A total of 493 patients were screened from October 2002, to December 2005, with 487 subjects enrolled in the study (see online supplementary figure S2).2 Of the 258 patients with DAS28>3.2 after the run-in period, 128 were randomised to infliximab and 130 to conventional treatment. Characteristics at randomisation were similar between the treatment groups (table 1).
Drug and healthcare use: Due to the high cost of infliximab, the mean total drug cost was higher in the infliximab than the conventional treatment group (€19 215 vs €4710; adjusted mean difference €14 280; 95% CI 12 269 to 16 101; table 2 and online supplementary figure S3). Furthermore, infliximab was administered at the hospital, and patients in the infliximab group had more rheumatologist visits and borderline more inpatient days, resulting in higher healthcare costs than the conventional treatment group (€8272 vs €5653; adjusted mean difference €2676; 95% CI 1425 to 4058).
Work loss: No between-group difference in productivity losses was detected using the human capital method comparing the infliximab and conventional treatment group (€33 804 vs €29 220; adjusted mean difference €3961; 95% CI −3986 to 11 850).
Total costs: Total costs were higher in the infliximab than the conventional treatment group from the healthcare (€27 487 vs €10 364; adjusted mean difference €16 956; 95% CI 14 647 to 19 162) and societal perspective (€61 291 vs €39 584; adjusted mean difference €20 916; 95% CI 12 800 to 28 660).
Utility and QALYs
Using the UK EQ-5D preference set, the mean (SD) utility at 21 months was 0.64 (0.28) in the infliximab and 0.68 (0.25) in the conventional treatment arm.4 Mean accumulated QALYs were 1.10 in the infliximab and 1.12 in the conventional treatment group (adjusted mean difference favouring infliximab treatment 0.01; 95% CI −0.07 to 0.08; table 2).
Incremental cost-effectiveness ratios
From the societal perspective, the incremental cost-effectiveness ratio for the infliximab, as compared to the conventional treatment was €2 404 197 per QALY (table 3). From the healthcare perspective the cost was €1 948 919 per QALY (table 3). The variation in incremental cost was lower when only including healthcare costs (figure 1).

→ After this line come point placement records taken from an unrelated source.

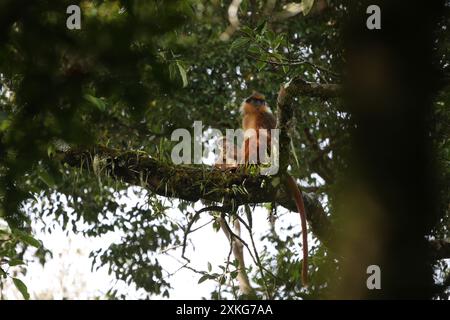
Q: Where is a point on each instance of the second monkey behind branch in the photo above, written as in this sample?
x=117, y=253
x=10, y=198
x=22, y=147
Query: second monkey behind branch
x=257, y=115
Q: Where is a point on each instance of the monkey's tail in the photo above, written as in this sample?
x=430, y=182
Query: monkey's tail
x=297, y=195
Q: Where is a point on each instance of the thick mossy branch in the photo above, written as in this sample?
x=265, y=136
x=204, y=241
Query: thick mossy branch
x=193, y=183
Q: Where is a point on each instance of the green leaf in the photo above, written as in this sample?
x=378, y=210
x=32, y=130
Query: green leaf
x=307, y=6
x=261, y=28
x=47, y=178
x=247, y=30
x=15, y=262
x=97, y=102
x=27, y=238
x=254, y=49
x=239, y=43
x=22, y=288
x=260, y=65
x=183, y=74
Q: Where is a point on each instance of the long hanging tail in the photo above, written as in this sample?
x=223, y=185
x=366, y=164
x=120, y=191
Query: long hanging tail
x=297, y=195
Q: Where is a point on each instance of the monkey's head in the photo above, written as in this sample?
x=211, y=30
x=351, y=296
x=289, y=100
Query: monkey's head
x=255, y=103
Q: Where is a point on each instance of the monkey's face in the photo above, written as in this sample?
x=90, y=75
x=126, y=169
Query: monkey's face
x=257, y=102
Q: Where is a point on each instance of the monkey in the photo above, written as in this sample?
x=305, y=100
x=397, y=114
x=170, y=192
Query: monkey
x=256, y=115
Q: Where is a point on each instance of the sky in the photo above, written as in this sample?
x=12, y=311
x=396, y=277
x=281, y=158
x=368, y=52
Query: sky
x=69, y=273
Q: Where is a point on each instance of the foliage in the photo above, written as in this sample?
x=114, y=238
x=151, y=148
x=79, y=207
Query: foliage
x=136, y=71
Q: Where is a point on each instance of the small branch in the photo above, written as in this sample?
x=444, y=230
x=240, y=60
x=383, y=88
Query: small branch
x=440, y=249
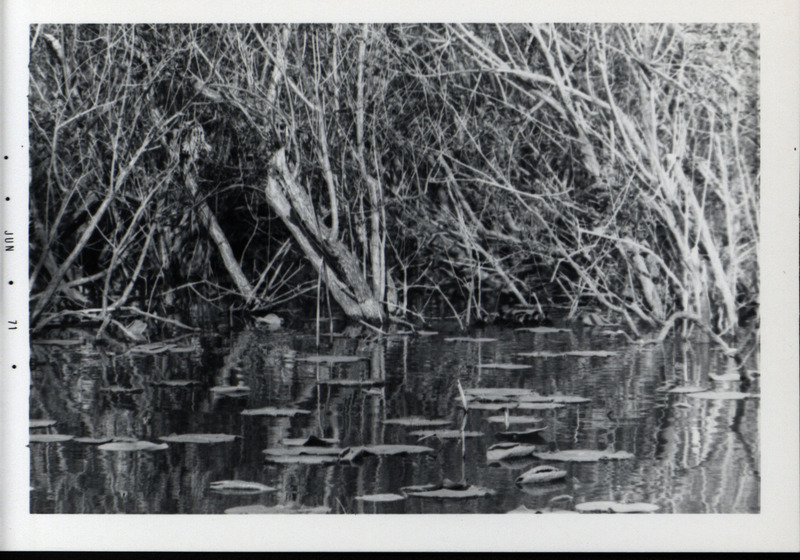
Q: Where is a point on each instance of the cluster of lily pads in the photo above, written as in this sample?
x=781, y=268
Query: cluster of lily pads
x=510, y=403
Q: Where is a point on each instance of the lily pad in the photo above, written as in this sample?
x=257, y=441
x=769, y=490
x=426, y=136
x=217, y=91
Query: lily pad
x=569, y=399
x=49, y=438
x=331, y=359
x=687, y=389
x=469, y=339
x=493, y=406
x=273, y=411
x=504, y=392
x=302, y=450
x=540, y=354
x=523, y=509
x=176, y=383
x=583, y=455
x=541, y=474
x=447, y=490
x=511, y=420
x=231, y=390
x=381, y=498
x=240, y=487
x=734, y=376
x=534, y=397
x=118, y=389
x=198, y=438
x=577, y=353
x=591, y=353
x=539, y=406
x=615, y=507
x=352, y=382
x=310, y=441
x=527, y=436
x=92, y=441
x=542, y=330
x=502, y=451
x=303, y=459
x=720, y=395
x=444, y=434
x=417, y=421
x=508, y=367
x=356, y=453
x=133, y=446
x=260, y=508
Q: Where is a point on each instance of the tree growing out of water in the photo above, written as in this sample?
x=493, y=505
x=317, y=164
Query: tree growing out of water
x=489, y=168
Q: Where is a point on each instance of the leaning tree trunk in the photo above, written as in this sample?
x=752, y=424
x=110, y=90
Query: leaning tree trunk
x=342, y=270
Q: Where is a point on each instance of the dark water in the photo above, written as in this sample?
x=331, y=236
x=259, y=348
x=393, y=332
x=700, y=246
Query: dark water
x=690, y=455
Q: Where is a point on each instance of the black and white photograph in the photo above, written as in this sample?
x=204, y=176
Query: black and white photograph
x=427, y=269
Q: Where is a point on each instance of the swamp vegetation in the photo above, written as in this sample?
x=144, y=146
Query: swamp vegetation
x=394, y=268
x=393, y=174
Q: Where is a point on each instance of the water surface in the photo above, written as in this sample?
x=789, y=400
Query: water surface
x=689, y=455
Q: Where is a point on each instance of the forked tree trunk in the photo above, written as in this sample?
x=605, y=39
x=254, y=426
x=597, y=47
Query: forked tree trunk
x=342, y=268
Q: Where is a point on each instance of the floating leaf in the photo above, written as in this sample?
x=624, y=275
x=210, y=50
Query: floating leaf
x=577, y=353
x=539, y=406
x=355, y=453
x=508, y=367
x=720, y=395
x=444, y=434
x=273, y=411
x=302, y=450
x=534, y=397
x=468, y=339
x=687, y=389
x=583, y=455
x=542, y=354
x=133, y=446
x=260, y=508
x=523, y=509
x=231, y=390
x=198, y=438
x=529, y=436
x=240, y=487
x=381, y=498
x=331, y=359
x=591, y=353
x=493, y=405
x=92, y=441
x=416, y=421
x=540, y=474
x=733, y=376
x=542, y=330
x=351, y=382
x=303, y=459
x=310, y=441
x=176, y=383
x=569, y=399
x=49, y=438
x=448, y=490
x=481, y=393
x=502, y=451
x=615, y=507
x=514, y=420
x=119, y=389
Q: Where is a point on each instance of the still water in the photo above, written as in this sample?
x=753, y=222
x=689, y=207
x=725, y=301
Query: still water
x=688, y=454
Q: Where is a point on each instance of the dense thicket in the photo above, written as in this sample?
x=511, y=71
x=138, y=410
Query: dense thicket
x=482, y=168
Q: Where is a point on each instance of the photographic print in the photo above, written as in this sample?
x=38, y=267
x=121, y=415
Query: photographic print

No bootstrap samples were cost-saving from either the societal or the healthcare perspective (figure 1). With increasing willingness to pay per QALY, the probability of infliximab treatment being cost-effective compared to conventional therapy increased slowly, and was 0% at €50 000 per QALY from both perspectives, and 38% from the societal and 41% from the healthcare perspective at €1 000 000 per QALY (table 3 and figure 2).
Using the friction cost method for valuation of productivity losses, the infliximab group had borderline higher productivity losses (€14 597 vs €12 018; adjusted mean difference €2134; 95% CI −284 to 4535), and (as with the human capital method) higher total costs (€42 084 vs €22 382; adjusted mean difference €19 090; 95% CI 15 564 to 22 252; table 2) than the conventional treatment group.
Mean accumulated QALYs using the US EQ-5D preference set were 1.27 in the infliximab and 1.28 in the conventional treatment group (adjusted mean difference favouring infliximab treatment 0.01; 95% CI −0.05 to 0.06; table 2).
Incremental cost-effectiveness ratios
Using the friction cost method for valuation of productivity losses, the adjusted incremental cost was similar to that found by the human capital method, resulting in a similar incremental cost-effectiveness ratio as in the main analysis (tables 2 and 3).
Applying the US, rather than the UK, EQ-5D tariff, the adjusted incremental effect between the treatment groups decreased, resulting in higher incremental cost-effectiveness ratios from the healthcare (€3 183 050 per QALY) and societal perspective (€3 926 628 per QALY), as compared to the main analysis.
Unadjusted analyses resulted in mean between-group cost differences similar to those found in the adjusted assessments. The point estimate for the mean effect difference was negative in all unadjusted analyses, resulting in a low probability of infliximab treatment being cost-effective (see online supplementary figures S4 and S5, and table S1).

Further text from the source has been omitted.